At TransLoc, my day-to-day work revolves around public transit buses. Most of my hours are spent installing and configuring hardware products. I show operators how to power on their tablets or reset their APCs. I’ve spliced more wires than I care to remember.
It’s work that matters. However, it’s all technical all the time.
Little did I realize at the time that a tight-knit community was about to show me something different about the personal impact of public transportation.
One week I had to troubleshoot an issue the buses were having with a loss of onboard signage and sound. The transit agency had a modest fleet to serve a population of less than 100,000 people, so this was an issue that needed to be solved quickly. To get a better sense of what was wrong, I rode a few routes as a passenger to see if I could spot the problem. While I did find what I was looking for (poor cellular service on one route was preventing service announcements from reaching the bus), I found something else that left a mark on me: the genuine interactions amongst the drivers and riders.

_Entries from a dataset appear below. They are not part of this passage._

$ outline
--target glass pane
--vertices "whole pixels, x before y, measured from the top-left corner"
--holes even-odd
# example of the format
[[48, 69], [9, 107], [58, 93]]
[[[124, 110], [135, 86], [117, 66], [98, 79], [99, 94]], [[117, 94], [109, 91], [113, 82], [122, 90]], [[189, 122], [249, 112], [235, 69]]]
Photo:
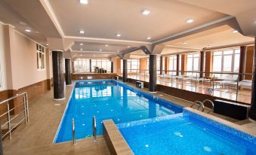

On my first route, the driver happily greeted each of his passengers by name when they boarded the bus, as if they were longtime friends. On a different route, the driver asked one rider about another rider who he hadn’t seen in a while before learning that the absent rider had unfortunately passed away. Riders talked amongst themselves, too. I remember one exchange between an older woman and a man in a walking boot, who offered to help the woman with her laundry as she prepared for cold weather.
Some conversations were fun, some were serious, but they all had one thing in common: they were all real.
Interactions like these taught me that riding public transportation could be more than just getting from one place to another.
We often talk about the value of connecting people to the community at large through public transportation; places like schools, businesses, and healthcare facilities. What’s sometimes overlooked is the mini-community that drivers and riders naturally develop over time. The local public transit bus becomes a place for social support; a place to share life experiences or wisdom; and a place to feel a sense of belonging.
When I stepped off the bus, I felt grateful. Not because I had an answer to a pesky technical problem (although that was nice), but because my peers and I at TransLoc get to help people by solving mobility challenges.
Sure, we make it easier and safer to catch the bus, but I like to think we make it easier and safer for people to experience the joy of community.